Thévenin’s theorem finds a useful application in the maximum power transfer theorem, which states that maximum power will be transferred to a load when its resistance is equal to the Thévenin resistance of the network supplying the power. This interesting and highly useful fact is easily proven by taking the derivative of Equation 7.3.3 with respect to R_L, setting the result equal to 0, and solving for the value of R_L that maximises the function.

    \[\frac{dP_L}{dR_L}=\frac{V_{\mathrm{th}}^2}{(R_{\mathrm{th}}+R_L)^2}-\frac{2R_LV_{\mathrm{th}}^2}{(R_{\mathrm{th}}+R_L)^3}=0\]

    \[\Rightarrow 1-\frac{2R_L}{R_{\mathrm{th}}+R_L}=0\]

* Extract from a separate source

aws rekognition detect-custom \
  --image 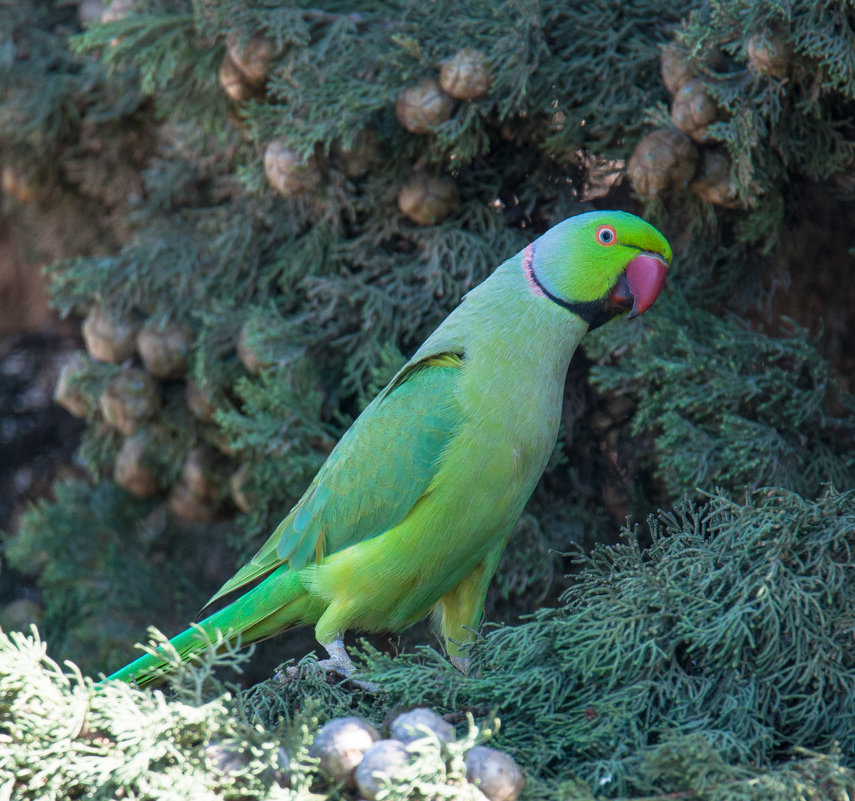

    \[\Rightarrow R_L=R_{\mathrm{th}}.\]

EXAMPLE 7.3.2


Applying Maximum Power Transfer Theorem

What is the maximum amount of power that can be dissipated in R_L?

Figure 7.3.2 A DC resistive network.

Strategy

The maximum amount of power that can be dissipated in R_L is, by the maximum power transfer theorem, the power dissipated when R_L=R_{\mathrm{th}}, for the Thévenin equivalent circuit calculated with respect to R_L. To find this, we first determine V_{\mathrm{th}} and R_{\mathrm{th}}, as follows.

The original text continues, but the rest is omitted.